Hey all, well i've decided i'm going to try and breed my own locusts cos I will have quiet a few mouths to feed in the next few months and am finding it hard to get hatchling sized locusts. 

Can peps please post pics of their set-ups so i can hve nice idea of what to aim for... so far i'm thinking glass viv with false bottom to put sand containers in. Heated by light from above and heatmat to one side. Plus some egg flats and branches. Does this sound ok?

Jo


----------



## zon3k (Jun 7, 2009)

im building mine later on today, what you suggested so far seems ok and pretty similar actually
dont forget you will need a fair few boxes to seperate different sizes, ill be using 4-5


----------



## lil_jo84 (Sep 6, 2008)

zon3k said:


> im building mine later on today, what you suggested so far seems ok and pretty similar actually
> dont forget you will need a fair few boxes to seperate different sizes, ill be using 4-5


yeah i've got several enclosures for them already cos i currently buy in a varitey of different sizes to feed my various size leos and BD. So i'll have one for hatchlings, one for small/med and one for med/large then the viv for the adults


----------



## forteh (Feb 9, 2009)

Thats my breeding box, the front acrylic sheets slide upwards for access, the mesh floor means that any crap falls through and can be hoovered up without any problems. Anything smaller than 4th instar can get through the mesh though so generally I only put 5ths upwards in there. The lamp is on 7:30-21:30 dimmed down to give a temp on the mesh of about 85*F with hotter basking spots on the sticks. The middle wall has a hole through to the smaller compartment.

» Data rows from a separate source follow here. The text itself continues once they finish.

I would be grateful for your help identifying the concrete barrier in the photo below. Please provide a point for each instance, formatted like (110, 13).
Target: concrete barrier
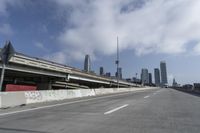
(10, 99)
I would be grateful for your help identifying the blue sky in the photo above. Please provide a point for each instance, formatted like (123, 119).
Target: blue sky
(149, 31)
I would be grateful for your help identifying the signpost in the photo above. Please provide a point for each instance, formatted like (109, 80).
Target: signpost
(6, 53)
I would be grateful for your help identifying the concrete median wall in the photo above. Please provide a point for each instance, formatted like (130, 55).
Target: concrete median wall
(11, 99)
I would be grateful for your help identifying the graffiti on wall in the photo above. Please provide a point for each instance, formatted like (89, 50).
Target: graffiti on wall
(33, 95)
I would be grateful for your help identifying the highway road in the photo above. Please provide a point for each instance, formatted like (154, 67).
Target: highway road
(151, 111)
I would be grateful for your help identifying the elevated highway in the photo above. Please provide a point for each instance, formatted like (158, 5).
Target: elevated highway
(23, 69)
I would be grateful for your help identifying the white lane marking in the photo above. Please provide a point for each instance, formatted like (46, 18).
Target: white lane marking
(113, 110)
(66, 103)
(146, 97)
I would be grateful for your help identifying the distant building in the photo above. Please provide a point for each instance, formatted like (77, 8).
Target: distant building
(145, 76)
(108, 74)
(120, 73)
(163, 70)
(87, 64)
(196, 87)
(157, 76)
(150, 78)
(101, 71)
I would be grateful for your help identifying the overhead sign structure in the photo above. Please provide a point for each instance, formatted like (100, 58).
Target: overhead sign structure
(6, 53)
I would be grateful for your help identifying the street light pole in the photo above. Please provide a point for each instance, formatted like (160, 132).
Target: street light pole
(136, 79)
(2, 75)
(117, 62)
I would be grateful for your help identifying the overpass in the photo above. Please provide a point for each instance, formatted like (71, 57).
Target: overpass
(23, 69)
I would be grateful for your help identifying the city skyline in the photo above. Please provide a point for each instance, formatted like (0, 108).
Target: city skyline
(59, 34)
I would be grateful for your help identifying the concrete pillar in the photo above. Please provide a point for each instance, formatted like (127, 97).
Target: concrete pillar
(45, 84)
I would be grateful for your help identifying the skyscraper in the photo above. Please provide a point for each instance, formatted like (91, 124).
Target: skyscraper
(157, 76)
(101, 72)
(150, 78)
(87, 64)
(145, 76)
(163, 70)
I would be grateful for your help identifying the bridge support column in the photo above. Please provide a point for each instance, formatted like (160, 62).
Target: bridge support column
(45, 84)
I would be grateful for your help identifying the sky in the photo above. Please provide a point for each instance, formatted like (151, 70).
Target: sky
(149, 31)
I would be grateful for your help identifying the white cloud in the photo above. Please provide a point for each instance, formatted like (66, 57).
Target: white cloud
(58, 57)
(159, 26)
(39, 45)
(4, 5)
(6, 29)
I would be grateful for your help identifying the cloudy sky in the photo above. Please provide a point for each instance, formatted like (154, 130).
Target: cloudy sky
(149, 31)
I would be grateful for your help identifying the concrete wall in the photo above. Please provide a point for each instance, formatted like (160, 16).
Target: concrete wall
(10, 99)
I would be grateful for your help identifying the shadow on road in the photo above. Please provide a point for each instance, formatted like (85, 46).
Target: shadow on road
(19, 130)
(189, 92)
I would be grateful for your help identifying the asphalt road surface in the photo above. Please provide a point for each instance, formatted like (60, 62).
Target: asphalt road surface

Ive recent restructured it so now the adults are only in the larger section, Ive closed the hole up with a flap made from that black plastic netting, this allows me to put food in through the flap without any escapees.

The smaller side has been converted into a nursery for freshly hatched hoppers (I found out that the slots in faunariums are big enough for them to crawl out of). There is a 16W exoterra heatmat in the bottom which is on 24/7, there is a layer of eggtray ontop which gives a platform at 85*F where I can keep cricket tubs of hatchlings. Its important to keep the hatchlings warm otherwise they die pretty easily.

Once the hatchlings are above 1st instar they can be put into a faunarium and kept as normal.

My incubator is a seperate polybox with a heatmat/eggtray setup in the bottom, keeps the lay pot at about 80*F which produces hatchlings in about 14 days.


----------



## cd78 (Jun 24, 2009)

wow! good work!


----------



## serpentsupplies (Sep 4, 2009)

though not the breeding site- when i went to a large well known locust breeder they basically kept them in massive cubes without lids. then each cube had a spot lamp on it. just a room with about 60 cubes in. each cube being 3ftx3ft. bloody hot- bloody expensive


----------